Myth 2: Your collaborators are evaluating the quantity results you present. Your collaborators’ goal is to help you drive your project and get you unstuck. They are likely not evaluating you based on the quantity of results you present. You therefore do not have to have complete results to present at every meeting – you can use your meetings to present partial results, brainstorm, discuss papers you read, ask questions, outline a paper, get feedback on a draft, etc. Most importantly, if you’re feeling lost or stuck, use the time to ask your collaborators for help.

Myth 3: Your collaborators will be disappointed if you do not present positive results. Negative results are expected and are more common than positive results. More importantly, negative results will help you come up with a hypothesis to test next, making them invaluable.
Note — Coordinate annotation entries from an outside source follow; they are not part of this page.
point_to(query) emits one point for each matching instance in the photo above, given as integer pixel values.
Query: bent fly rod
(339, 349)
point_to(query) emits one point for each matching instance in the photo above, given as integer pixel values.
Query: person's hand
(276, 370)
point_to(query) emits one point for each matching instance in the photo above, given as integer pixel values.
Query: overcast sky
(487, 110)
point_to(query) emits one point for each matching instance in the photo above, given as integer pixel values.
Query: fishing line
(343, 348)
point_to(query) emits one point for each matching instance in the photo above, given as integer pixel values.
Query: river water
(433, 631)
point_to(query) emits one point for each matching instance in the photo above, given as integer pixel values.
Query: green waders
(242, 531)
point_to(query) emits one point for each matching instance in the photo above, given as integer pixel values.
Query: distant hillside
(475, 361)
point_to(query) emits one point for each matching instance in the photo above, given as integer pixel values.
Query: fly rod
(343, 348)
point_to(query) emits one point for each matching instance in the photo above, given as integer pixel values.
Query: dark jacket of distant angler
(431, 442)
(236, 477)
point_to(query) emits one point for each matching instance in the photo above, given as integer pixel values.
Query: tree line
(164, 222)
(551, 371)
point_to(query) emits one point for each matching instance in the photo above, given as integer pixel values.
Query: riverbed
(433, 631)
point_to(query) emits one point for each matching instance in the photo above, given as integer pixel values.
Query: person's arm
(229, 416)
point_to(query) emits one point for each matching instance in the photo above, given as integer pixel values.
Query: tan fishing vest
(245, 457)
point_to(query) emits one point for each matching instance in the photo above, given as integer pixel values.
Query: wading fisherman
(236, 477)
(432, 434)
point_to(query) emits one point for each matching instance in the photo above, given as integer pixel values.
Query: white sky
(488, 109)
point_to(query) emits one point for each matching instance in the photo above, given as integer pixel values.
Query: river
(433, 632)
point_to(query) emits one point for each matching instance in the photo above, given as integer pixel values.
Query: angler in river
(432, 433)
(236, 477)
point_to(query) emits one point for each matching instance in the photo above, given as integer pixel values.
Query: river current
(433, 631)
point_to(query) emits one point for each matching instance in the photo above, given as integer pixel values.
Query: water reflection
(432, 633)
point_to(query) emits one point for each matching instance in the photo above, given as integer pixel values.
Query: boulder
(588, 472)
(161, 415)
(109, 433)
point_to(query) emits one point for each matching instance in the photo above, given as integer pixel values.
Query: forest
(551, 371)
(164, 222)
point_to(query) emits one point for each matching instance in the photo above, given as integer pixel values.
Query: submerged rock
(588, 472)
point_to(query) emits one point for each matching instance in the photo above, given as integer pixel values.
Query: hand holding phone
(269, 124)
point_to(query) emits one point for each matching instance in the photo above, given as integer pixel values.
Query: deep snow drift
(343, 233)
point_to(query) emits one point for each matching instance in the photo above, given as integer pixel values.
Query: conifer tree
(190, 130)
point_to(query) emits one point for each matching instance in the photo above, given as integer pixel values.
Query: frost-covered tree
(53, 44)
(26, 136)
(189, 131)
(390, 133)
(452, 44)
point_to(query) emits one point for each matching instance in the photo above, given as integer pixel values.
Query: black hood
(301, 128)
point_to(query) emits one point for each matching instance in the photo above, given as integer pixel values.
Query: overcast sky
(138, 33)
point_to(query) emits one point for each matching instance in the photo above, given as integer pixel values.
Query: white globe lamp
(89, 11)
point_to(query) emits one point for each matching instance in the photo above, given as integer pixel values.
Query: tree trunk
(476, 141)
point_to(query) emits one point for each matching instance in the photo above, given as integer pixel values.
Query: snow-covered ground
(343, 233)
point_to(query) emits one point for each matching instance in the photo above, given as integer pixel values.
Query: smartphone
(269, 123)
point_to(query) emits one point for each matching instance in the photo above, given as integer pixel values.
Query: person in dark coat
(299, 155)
Myth 4: Your collaborators are so smart they could understand your plots/theorems without explanations. No one will understand your results without proper context and guidence, no matter how “smart” they are!

General Tips

  1. Summarize the project’s current state and goals succinctly. Your collaborators, including your advisor, may be quite busy and involved in a large number of projects, and may therefore not remember exactly where you left off the last time you chatted, and may not remember the smaller details of your project.
  2. Before presenting results, always provide a high-level synthesis of the results.
    • For empirical work, for example, never simply show a figure and start discussing its content – first explain the figure at a high-level, as well as its significance, then explain how to read the figure (e.g. what’s on each axis, and if this is a benchmark, what “good performance” looks like), and only then get into the details.
    • For theoretical work, remind your collaborators about notation, the theorem statement (or idea towards a theorem), and where the discussion had got to last time. As with empirical work, refresh context before jumping into new ideas or results.
  3. Before the meeting, you may find it useful to send notes summarizing what you’ll be discussing in the meeting and what feedback you would like (you can follow the step-by-step template below). This can help give your collaborators more time to think about your project and give you more meaningful feedback.
    • Tip: Having visual aids for the meeting can be incredibly helpful. Google docs and google slides make it easy to share notes and figures. For sharing more math-heavy notes, consider using something like, which allows you to mix markdown with LaTeX. By using one of these collaborative online tools, your collaborators can also leave you comments as they look through your meeting materials.
  4. After the meeting, message all of your collaborators with the agreed-upon next steps to make sure everyone is on the same page.

A Step-by-Step Template for Running Your Meeting

Step 1: Outline

  • Start by outlining what you will be discussing in this meeting, as well as what feedback you are specifically hoping to get from your collaborators. This will help your collaborators help you manage the time so you get all the feedback you need.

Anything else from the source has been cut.